Non entro nel merito di una situazione in evoluzione. Dico che se si dovesse fare la ricerca del partner ideale, questo potrebbe non essere necessariamente europeo.
Lei ha citato l'America Latina come nuovo sbocco per le relazioni politico commerciali dell'Italia. Proprio l'America Latina però sta diventando un ostacolo al perfezionamento dell'accordo tra Telecom e Telefonica.
Chi ha fatto l'affare sapeva bene che avrebbe incontrato qualche problema con l'Authority per le Tlc locale che sospetta una possibile concentrazione tra Vivo e Tim Brasil. La politica non c'entra. Non resta che aspettare la decisione dell'autorità di controllo.
Torniamo alla Finanziaria. Le agenzie di rating sono perplesse sui tagli. Lei come valuta la manovra 2008?

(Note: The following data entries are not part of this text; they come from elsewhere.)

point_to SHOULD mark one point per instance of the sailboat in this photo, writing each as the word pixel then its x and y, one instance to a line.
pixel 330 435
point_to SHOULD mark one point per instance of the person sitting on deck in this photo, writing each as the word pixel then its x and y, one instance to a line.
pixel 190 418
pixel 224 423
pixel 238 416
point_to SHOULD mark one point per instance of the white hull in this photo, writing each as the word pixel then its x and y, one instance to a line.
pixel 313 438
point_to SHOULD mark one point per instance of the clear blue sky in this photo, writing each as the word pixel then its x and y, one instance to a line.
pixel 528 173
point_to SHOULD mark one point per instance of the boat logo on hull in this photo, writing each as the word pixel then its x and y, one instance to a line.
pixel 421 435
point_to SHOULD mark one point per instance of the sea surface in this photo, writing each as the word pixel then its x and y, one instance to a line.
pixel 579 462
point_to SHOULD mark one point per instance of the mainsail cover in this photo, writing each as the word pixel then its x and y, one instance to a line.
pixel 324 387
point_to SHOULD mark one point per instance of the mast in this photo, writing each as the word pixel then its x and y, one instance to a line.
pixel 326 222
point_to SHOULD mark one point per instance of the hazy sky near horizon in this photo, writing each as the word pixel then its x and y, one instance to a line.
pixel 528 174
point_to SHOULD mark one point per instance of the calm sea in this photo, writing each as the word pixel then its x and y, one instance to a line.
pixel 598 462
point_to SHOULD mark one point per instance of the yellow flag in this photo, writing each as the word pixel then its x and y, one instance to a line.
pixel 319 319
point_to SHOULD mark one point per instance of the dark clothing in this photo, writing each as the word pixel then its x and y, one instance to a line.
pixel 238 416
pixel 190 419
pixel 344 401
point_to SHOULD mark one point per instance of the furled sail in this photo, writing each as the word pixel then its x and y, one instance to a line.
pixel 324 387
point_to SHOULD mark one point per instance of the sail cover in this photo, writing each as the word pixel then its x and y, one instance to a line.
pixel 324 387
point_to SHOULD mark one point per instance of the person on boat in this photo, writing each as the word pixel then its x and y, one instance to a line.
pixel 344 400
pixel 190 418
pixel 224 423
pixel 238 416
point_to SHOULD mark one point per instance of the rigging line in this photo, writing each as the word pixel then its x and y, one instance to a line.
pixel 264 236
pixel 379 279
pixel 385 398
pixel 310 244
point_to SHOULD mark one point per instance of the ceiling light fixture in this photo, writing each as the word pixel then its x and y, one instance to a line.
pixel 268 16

È una Finanziaria equilibrata e anche la stampa internazionale se ne è accorta. Abbassa le tasse sulle imprese per dare spinta allo sviluppo, ma nel contempo tenta di correggere alcune diseguaglianze sociali che negli ultimi 10 anni si erano acuite. Senza perdere di vista la tenuta dei conti pubblici. Un'operazione di successo che a mio parere il Paese dovrebbe valorizzare. D'altra parte, questo Governo ha fatto molte cose buone, che non gli vengono riconosciute. Le riforme si stanno facendo - anche importanti – come hanno notato ad esempio il "Financial Times" e il "Wall Street Journal". Certo, abbiamo il problema della debolezza della maggioranza al Senato, che conosciamo dall'inizio. Purtroppo un certo clima di autolesionismo mi sembra essere sintomo di un'Italia che non riesce ad avere l'esatta percezione delle potenzialità che ha e che potrebbe cogliere. Non solo sul piano interno, ma anche su quello internazionale dove siamo tornati interlocutori rispettati e autorevoli.
È l'anti-politica montante. Ma segnala lo scollamento tra elettori e ceto politico.
La classe politica è lo specchio della società italiana, nel bene e nel male. Non è altro. Purtroppo l'anti-politica dimostra ancora una volta quanto siano necessarie le riforme istituzionali, di sistema. Solo così si recupera l'equilibrio tra questi due mondi.
È l'idea della Bicamerale. Non prova amarezza?
Più che provare amarezza, rimango convinto che all'Italia servono riforme che riducano la frammentazione del sistema politico con una nuova legge elettorale; rafforzino i poteri dell'Esecutivo nel quadro di una serie di garanzie istituzionali; aumentino l'efficienza della democrazia con la riduzione del numero di parlamentari e il superamento del bicameralismo perfetto. Ben sapendo che l'Italia è un Paese con molte caste, dove tutti vogliono riforme per gli altri e raramente per sè. Esattamente i temi della Bicamerale. Siamo sempre lì. Ora, come dire, tocca a qualcun altro, io ho già dato.